# New Creature Kit Available at Megahobby



## Jimmy B (Apr 19, 2000)

The Pre-order lable is off and that's some sweet looking box art:
http://www.megahobby.com/CreaturefromtheBlackLagoonw/Female1/8Moebi.aspx


----------



## MEGA1 (Jul 18, 2000)

Moebius once again has done an incredible job on this one. I love that they are keeping up with the monster and female themed kits. Way to go Moebius Team!
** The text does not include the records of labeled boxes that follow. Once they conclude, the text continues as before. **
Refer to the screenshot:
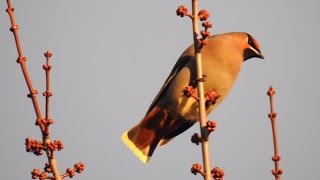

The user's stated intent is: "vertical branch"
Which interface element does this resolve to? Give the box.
[267,86,283,180]
[177,0,219,180]
[6,0,85,180]
[6,0,44,123]
[6,0,61,180]
[43,51,52,120]
[192,0,211,180]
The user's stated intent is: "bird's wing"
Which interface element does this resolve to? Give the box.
[146,56,194,114]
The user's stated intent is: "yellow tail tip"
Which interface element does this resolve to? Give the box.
[121,131,151,164]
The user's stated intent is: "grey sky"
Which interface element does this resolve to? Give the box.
[0,0,320,180]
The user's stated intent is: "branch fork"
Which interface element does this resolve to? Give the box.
[6,0,85,180]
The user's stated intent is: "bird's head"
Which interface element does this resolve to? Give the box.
[243,33,264,61]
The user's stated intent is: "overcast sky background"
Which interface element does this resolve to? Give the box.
[0,0,320,180]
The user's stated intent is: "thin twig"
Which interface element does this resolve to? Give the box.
[192,0,212,180]
[6,0,62,180]
[267,86,283,180]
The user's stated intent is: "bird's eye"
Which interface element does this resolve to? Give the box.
[247,34,259,51]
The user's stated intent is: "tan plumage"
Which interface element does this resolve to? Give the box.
[122,32,264,163]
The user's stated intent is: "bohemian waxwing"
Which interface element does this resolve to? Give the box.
[122,32,264,163]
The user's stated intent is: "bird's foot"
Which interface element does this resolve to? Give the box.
[205,90,220,107]
[183,86,199,101]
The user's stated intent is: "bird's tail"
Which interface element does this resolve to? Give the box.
[122,107,176,163]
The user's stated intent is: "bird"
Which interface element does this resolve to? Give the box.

Who ever thought we would be so lucky with plastic model kits in 2013! 

Wow!

Pete Megahobby.com


----------



## Jimmy B (Apr 19, 2000)

Totally agree Pete
I'm holding hope that one day We'll see this in Styrene:


----------



## BrianM (Dec 3, 1998)

another amazing kit from Moebius.


----------



## Bwain no more (May 18, 2005)

Spoke to Mace yesterday and kits start shipping from the west coast today, so online retailers should have them next week, brick and mortar the week after. :thumbsup: Dave Fisher's build article in the next issue of AFM!
Tom


----------



## Cryptman (Jan 31, 2013)

That would be a really cool kit.


----------



## Mitchellmania (Feb 14, 2002)

I ordered mine from Mega!


----------



## Bwain no more (May 18, 2005)

My case arrived today, and (no surprise) ANOTHER winner from Moebius! Gillman and base molded in light olive, girl in flesh colored styrene (same as the Black Widow kit). I am particularly impressed with the engineering/breakdown of the Gillman's head which will virtually eliminate seams. Great sculpt, fantastic packaging and an INCREDIBLE price for a two figure kit! :thumbsup:
Tom


----------



## djnick66 (May 2, 2008)

Dang still waiting on mine... been a while too.


----------



## Bwain no more (May 18, 2005)

Bear in mind I am considered a distributor* by Moebius if I order a full case, so I am getting these dropshipped directly from port to arrive at the same time as orders from CultTVMan, Mega, Diamond etc.
WELL worth the wait though!
Tom

*To achieve "distributor" status I also promised Frank my firstborn son; now THAT will be a wait!


----------



## djnick66 (May 2, 2008)

I ordered mine from Mega. It will show up sooner or later lol.


----------



## kenlee (Feb 11, 2010)

My LHS got this in this week, I will start mine this weekend if work allows.


----------